Salento Terra mia, ti ho odiata.
Mi hai mandato a fare in culo da un’altra parte,
mi hai detto che non c’era posto per me,
mi hai scatarrato fuori e ti ho amata. Mi hai fottuto di nostalgia e ti ho odiata.
Ogni rara volta che salgo sopra un treno e ti raggiungo,
ti vedo prima di arrivare, quelle facce,
quelle voci ca mi scardinano il cuore,
quella fissità eterna di terra morta, viva sotto le ceneri,
che del cervello se ne fotte e ragiona coll’utero della madre terra, cu lu core.
Ti vedo dal primo ulivo attorto su se stesso,
segno di avvitamento mortale tra desideriu e dolore,
ecculu na’ lu campanile te santu Ronzu, eccule le ulie,
eccule le macare te Galatina ca levanu tarante te menzu l’anche,
ecculi li Angiulini e li Toti ca minanu fatica sopra i campi, ecculi li malecarne,
li panzachina ca te strazzanu la legge a’mppiettu,
ecculi cu la canna te dhra menza pistola te curaggiu che li fa grandi di niente,
di parole mozze, di sguardi ingiusti di sfide a se stessi.
Eccula l’ultima partita di bionde venute dal mare e di mezzadhri cu lingue sbagliate anche loro d’oltre mare.
Eccolo il mare, eccolo il mare protetto dalla madonna di Roca,
la poesia di quella conca a specchiu di cristallu,
la roccia ca se spricula sotto lo sfioro delle dita.
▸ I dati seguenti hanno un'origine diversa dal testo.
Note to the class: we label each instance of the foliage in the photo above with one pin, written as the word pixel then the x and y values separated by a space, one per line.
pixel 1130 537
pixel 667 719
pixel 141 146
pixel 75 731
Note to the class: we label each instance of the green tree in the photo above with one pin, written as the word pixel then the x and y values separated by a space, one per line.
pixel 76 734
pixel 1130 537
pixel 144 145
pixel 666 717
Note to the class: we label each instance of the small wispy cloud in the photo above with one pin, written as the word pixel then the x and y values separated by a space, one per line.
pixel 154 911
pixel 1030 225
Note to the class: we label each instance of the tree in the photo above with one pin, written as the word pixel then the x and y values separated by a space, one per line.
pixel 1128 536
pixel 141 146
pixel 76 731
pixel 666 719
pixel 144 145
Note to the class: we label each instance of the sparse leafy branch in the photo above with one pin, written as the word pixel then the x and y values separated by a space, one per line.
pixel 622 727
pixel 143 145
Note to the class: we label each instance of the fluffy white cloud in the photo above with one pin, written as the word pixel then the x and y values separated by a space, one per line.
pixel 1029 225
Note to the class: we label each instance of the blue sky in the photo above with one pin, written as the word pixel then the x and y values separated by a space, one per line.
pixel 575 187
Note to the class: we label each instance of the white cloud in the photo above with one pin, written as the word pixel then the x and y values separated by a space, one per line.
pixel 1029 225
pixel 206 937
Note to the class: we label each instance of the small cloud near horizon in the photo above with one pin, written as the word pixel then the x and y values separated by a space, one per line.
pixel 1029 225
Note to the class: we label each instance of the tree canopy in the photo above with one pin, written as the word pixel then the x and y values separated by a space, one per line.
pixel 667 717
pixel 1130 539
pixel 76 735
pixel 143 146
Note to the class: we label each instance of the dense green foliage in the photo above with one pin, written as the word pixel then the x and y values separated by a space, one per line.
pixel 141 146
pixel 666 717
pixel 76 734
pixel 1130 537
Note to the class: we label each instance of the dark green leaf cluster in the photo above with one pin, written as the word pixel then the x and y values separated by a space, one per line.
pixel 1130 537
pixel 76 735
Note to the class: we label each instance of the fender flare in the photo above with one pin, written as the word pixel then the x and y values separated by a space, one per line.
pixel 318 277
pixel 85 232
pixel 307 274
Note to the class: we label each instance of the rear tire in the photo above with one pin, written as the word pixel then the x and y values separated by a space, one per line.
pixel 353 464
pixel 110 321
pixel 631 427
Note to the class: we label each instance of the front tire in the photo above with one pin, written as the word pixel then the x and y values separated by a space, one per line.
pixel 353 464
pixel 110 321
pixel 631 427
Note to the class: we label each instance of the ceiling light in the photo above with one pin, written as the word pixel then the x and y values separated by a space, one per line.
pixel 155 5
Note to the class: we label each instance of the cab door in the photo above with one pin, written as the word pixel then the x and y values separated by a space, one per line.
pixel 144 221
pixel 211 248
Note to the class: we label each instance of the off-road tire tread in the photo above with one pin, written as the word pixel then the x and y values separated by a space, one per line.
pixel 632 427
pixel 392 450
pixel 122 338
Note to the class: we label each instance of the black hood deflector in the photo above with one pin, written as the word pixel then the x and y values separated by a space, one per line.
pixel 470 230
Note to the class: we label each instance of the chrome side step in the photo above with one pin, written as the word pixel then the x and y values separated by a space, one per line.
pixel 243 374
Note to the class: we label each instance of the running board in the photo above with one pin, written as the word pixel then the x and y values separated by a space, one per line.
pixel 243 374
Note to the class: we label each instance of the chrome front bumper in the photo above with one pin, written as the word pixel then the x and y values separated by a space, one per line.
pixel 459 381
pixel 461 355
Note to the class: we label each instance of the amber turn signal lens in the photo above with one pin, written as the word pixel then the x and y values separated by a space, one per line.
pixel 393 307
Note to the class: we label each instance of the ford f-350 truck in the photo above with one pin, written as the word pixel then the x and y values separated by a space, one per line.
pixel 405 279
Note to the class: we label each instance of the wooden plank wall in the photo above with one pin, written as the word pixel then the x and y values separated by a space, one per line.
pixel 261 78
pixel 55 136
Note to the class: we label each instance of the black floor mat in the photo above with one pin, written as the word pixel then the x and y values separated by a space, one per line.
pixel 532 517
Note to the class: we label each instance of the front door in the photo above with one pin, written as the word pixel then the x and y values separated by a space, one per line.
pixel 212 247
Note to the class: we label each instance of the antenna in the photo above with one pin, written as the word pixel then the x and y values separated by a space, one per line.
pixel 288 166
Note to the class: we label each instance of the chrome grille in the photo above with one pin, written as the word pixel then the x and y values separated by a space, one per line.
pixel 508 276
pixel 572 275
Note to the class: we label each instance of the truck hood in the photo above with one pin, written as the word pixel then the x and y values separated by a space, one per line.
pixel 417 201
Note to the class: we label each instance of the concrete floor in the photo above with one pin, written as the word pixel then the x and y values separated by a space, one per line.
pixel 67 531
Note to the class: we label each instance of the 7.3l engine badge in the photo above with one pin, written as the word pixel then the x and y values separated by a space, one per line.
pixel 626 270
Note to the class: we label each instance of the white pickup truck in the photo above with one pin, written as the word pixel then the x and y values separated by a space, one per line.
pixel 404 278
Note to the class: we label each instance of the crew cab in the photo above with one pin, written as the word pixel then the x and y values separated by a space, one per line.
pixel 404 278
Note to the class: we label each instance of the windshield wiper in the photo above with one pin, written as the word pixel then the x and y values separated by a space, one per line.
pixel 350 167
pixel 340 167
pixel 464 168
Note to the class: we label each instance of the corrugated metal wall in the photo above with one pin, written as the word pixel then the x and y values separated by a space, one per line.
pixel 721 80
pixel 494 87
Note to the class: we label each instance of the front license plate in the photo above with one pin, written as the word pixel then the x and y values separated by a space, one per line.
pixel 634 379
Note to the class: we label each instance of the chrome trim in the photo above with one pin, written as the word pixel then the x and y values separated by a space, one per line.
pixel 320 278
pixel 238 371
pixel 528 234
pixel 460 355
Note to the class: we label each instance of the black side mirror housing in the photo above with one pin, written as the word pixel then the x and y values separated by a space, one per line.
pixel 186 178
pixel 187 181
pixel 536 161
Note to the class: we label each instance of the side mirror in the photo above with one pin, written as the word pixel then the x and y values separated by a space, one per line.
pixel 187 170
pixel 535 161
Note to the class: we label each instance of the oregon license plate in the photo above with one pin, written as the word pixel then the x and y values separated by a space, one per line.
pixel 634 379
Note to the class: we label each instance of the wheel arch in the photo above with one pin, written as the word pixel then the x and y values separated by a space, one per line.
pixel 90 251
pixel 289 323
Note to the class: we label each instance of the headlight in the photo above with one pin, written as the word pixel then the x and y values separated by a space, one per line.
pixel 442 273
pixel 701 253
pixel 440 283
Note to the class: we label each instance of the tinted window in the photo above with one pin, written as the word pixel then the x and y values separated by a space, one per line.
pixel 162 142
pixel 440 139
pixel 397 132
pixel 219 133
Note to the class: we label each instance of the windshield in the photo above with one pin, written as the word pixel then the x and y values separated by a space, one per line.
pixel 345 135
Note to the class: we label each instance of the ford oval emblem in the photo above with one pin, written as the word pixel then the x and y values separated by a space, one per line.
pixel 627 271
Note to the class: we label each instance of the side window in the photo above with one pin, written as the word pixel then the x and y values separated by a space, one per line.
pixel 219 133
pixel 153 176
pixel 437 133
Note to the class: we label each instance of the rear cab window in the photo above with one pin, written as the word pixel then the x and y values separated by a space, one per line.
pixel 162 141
Eccolo il mare, da lì, sempre mi sono pensato di venire al mondo, come Nettuno, come nessuno, così mi sento; Ulisse,
perecrino senza terra da chiamare terra, che pure tu ci sei e non ci sei, allora,
allora io me ‘mbriacu di me stesso, di racconti di teatru e m’immagino cose magnifiche,
di trasportarti m’immagino con tutte le bellezze ca porti in pettu,
terra maledetta, al centro del mondo e di viverti ogni giorno.
A dhru cazzu ta scaffata, ca sti mille e mille chilometri ca ni separanu ogni volta
mi paiono na conquista, e quando arrivo,
ti odio ancora terra mia, sentendoti parlare,
sentendo in ogni cantune bestemmie contro chi non ha lingua per parlare, terra mia.
Non dire che è tutto colpa degli Albanesi, ca li ho visti buttare il sangue dentro a le campagne,
li ho visti salire su camion vuoti all’alba e tornare a piedi dopo il tramonto,
che i camion erano già chini di pummidori, cosi come le loro tasche, chine di euro,
addirittura dieci euro al giorno li ho visti portare dentro alle tasche,
che poi quattru o cinque li restituisci per dormire e l’altri ci campi.
Terra mia, non lo dire che questi Rumeni ti hanno rovinato ca li ho visti
cadere dai cantieri pure qui, non dire ca di cento se ne salva uno, ca non è vero;
che lo dicevano anche di Noi, non dire che prima che arrivassero loro qua era il paradiso che io
Terra mia ti ho lasciata nel 1988 e ancora nessuna barca si era presentata all’orizzonte e tu,
terra, fissa in te stessa da sempre, eri già così, malata e bellissima lo sei sempre stata.
Malata di assenza di lavoro, malata di assenza di stato,
malata di assenza di legge che tu poi tu te la sei fatta da sola la tua di legge.
La legge del favore, perchè io conosco a quello che è cugino di quell’altro e dov’unque sia tu la applichi questa legge,
negli uffici pubblici, negli ospedali, nei tribunali,
Terra mia.
Tu chiedi favori in cambio di diritti,
che quelle cose che domandi con il portafoglio in mano ti spettano di diritto e non lo sai.
Ti pieghi ancora alla legge di politici ca cattanu voti cu li cinquanta euro,
cu nù paccu di pasta, na promessa di lavoro,
sputando in faccia ai tanti figli tuoi che ti vivono ogni giorno onestamente Terra mia bellissima.
Terra mia.
Mostrami il sole, che in quella luce io mi dimentico di tutto e mi innamoro e ti difendo nonostante tutto e me ne resto sempre senza possibilità altra.
Tuo, profondamente tuo.
Mario Perrotta da: emigranti ESPRESS del 05/01/2007 ultima puntata.